# VLC & Poor DVD Playback



## jp1203 (Jul 21, 2005)

There are two problems I have been having with VLC Media Player:

1.	(This has always been this way, even after I completely wiped the hard disk and reinstalled everything) VLC will not play DVDs on my account (Administrator Group) It plays the audio, but the video is grey. On the Administrator Account, it plays them with video and audio.
2.	Just lately, after no real changes to the system, VLC has been playing DVDs in a very choppy manner. I have re-installed the latest version, and stopped all unnecessary running processes. It seems to pause quickly every half second or so sometimes, but other times it's like a game that isn't running right-the movement is just choppy and unsteady. 

What could be causing this and how would I fix it?

Thanks,
J.S.


----------



## justfei (Mar 15, 2005)

im not too sure about this but maybe check the menu bar --> video --> video track

sometimes you can choose which track to play.

i had a problem with my video's audio so then i realised that i could change its track under the audio options, then it worked fine.

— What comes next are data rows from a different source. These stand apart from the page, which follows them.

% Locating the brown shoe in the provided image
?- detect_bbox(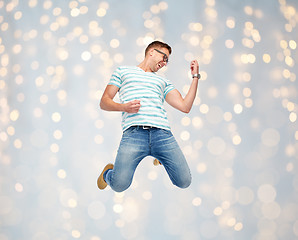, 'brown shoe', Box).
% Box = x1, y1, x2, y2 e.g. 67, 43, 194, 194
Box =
97, 163, 114, 190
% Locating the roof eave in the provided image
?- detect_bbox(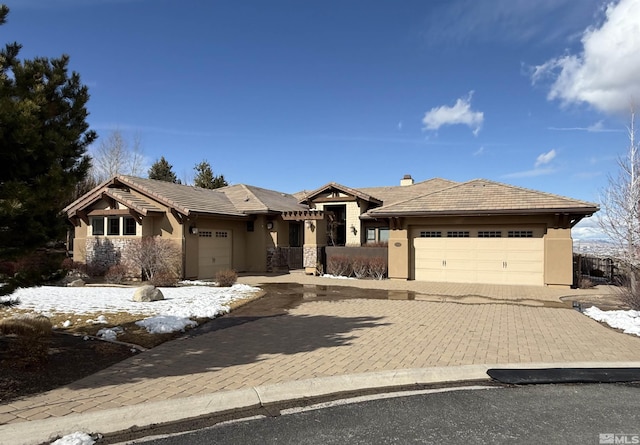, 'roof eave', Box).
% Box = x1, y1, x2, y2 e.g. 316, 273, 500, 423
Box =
368, 207, 600, 218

anyway just give it a shot, im not really sure, just a random thought!


----------



## MysticEyes (Mar 30, 2002)

Maybe you'll get some answers here:

http://forum.videolan.org/


----------



## jp1203 (Jul 21, 2005)

I tried posting something over there: http://forum.videolan.org/viewtopic.php?t=26474&highlight=

It's five days old and noone's said anything.

Sorry it took so long to reply, I went on vacation then didn't get an E-mail notification for the thread, so since I hadn't tried a movie, I forgot.

I tried your suggestion mister.fei didn't have any luck, thanks anyway.


----------